The perfect result should be:

REPLACEMENT<div><span class=“challenge”>This is REPLACEMENT first of all <b>REPLACEMENT</b> ending today </span><a href=“challenge.com”>This <em>challenge</em> <b>is</b> <b>a</b> here</a></div><p>Another REPLACEMENT there</p><a href=“challenge.com”>Test this <b>challenge</b></a></div><p>Another REPLACEMENT there</p><PRE>Big REPLACEMENT</PRE><a href=“challenge.com”>This <b>challenge</b> is a challenge help here</a></div><p>Another REPLACEMENT there</p></div>

Many thanks in advance.

Gary

So you only want that very first “challenge” to be replace, since all of the others are within tags?
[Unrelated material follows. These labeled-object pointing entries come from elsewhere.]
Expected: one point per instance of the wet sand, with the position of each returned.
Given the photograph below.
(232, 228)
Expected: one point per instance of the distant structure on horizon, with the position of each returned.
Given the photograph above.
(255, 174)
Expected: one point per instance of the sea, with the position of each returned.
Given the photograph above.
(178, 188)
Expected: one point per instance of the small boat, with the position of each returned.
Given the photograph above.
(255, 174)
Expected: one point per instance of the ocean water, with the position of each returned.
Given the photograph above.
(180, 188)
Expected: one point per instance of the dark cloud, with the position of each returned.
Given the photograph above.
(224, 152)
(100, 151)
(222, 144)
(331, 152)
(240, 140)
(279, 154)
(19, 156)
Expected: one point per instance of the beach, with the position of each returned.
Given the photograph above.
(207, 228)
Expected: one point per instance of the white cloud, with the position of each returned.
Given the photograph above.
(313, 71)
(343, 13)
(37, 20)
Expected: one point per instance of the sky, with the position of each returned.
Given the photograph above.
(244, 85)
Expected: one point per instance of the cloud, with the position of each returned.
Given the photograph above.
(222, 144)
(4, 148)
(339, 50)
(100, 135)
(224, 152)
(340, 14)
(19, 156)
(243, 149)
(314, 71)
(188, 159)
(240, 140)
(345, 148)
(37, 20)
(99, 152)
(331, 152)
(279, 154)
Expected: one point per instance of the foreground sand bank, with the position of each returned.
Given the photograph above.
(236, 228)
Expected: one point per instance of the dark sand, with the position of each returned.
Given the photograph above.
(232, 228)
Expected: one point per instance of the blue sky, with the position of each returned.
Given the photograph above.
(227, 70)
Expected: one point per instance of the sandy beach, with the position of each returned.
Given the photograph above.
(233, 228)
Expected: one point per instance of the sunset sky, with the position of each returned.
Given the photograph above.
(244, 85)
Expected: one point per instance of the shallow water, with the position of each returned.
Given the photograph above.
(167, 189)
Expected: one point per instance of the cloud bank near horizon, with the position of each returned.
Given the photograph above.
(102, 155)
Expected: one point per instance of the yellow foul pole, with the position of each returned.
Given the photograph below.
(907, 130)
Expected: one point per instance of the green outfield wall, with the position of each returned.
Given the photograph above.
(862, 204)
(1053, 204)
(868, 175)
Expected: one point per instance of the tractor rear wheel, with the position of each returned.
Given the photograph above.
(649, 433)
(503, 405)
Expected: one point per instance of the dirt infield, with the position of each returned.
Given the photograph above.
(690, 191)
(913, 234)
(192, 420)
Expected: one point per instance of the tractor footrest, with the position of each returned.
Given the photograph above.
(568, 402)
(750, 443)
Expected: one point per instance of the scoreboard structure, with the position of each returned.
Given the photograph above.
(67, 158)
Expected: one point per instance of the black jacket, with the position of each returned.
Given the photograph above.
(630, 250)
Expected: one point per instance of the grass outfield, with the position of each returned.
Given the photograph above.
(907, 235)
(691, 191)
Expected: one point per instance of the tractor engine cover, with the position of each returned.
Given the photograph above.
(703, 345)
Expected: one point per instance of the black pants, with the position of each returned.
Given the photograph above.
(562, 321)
No, within tags is okay apart from the anchor text i.e. within <a> tags.

So NO replace inside ANY HTML e.g. <span style=“challenge”>
And NO replace within (between) <a> </a> tags regardless of the appearance of more tags inside the anchor.

Would you be open to perhaps looking at non-regex ways of doing what you want? It would mean learning new things but should make this particular task much easier, not to mention any future times where you need to parse and manipulate HTML.

If that sounds OK then take a look at DOM.